Similarly, California continues to use a state gang database, called CalGang, to track and surveil “persons of interest” or who are deemed as being affiliated with gang activity. Established in 2018, the CalGang unit oversees the CalGang Database. The implementation of the gang database came after the passing of the 2017 Fair and Accurate Gang Databases Act by a vote of 42-32 in the California legislature. Anyone can be entered into California’s gang database — even folks who are not accused of or convicted of a crime. Photos and other personal information are included in the statewide database without their owner’s consent, and there are no clear or consistent processes for removal. Of the estimated 201,094 people on the CalGang database, nearly 20 percent are Black and 66 percent are Latiné with youth as young as 10 years old represented in the database. Community members have the right to not be tracked and criminalized by police.
The end of gang databases in Chicago and beyond must be accompanied by restoration of the people who are undoubtedly harmed by their designation as “gang members.” The Erase the Database campaign is continuing the work of ending the surveillance and policing of Black and Brown people by pushing for the implementation of the Peace Book Ordinance and the Community Restoration Ordinance. Created by the nonprofit youth organization Good Kids Mad City, the Peace Book Ordinance would establish a public safety resource of peacekeepers, violence interrupters and resources. The Peace Book Ordinance was recently reintroduced to Chicago’s City Council on September 14. It aims to establish city and ward commissioners to coordinate peacekeeping efforts in connection with community youth who are trained as violence interrupters, mediators and peacekeepers to actively interrupt situations of violence as an alternative to policing and surveillance.
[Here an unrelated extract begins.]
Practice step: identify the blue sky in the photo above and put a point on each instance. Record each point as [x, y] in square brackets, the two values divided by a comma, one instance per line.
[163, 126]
The Community Restoration Ordinance provides reparations for those harmed by their designation on the gang database by explicitly acknowledging the harm done and providing direct compensation to individuals. Chicago Mayor Brandon Johnson promised to pass the Peace Book Ordinance in his first 100 days but has not done so yet; the Erase the Database Coalition awaits his continued commitment in the upcoming budget season.
The Erase the Gang Database campaign won’t stop until policing and surveillance tools are no longer used to restrict the freedoms of Black and Brown folks. This victory is an important first step in continued organizing for the end of racist, suppressive surveillance systems across the country. Surveillance systems like gang databases and SoundThinking (formerly ShotSpotter) continue to advance racial and systemic bias against marginalized Black and Brown communities. As long as white supremacist surveillance technology exists across the country and alternatives to policing do not exist, our work will not stop.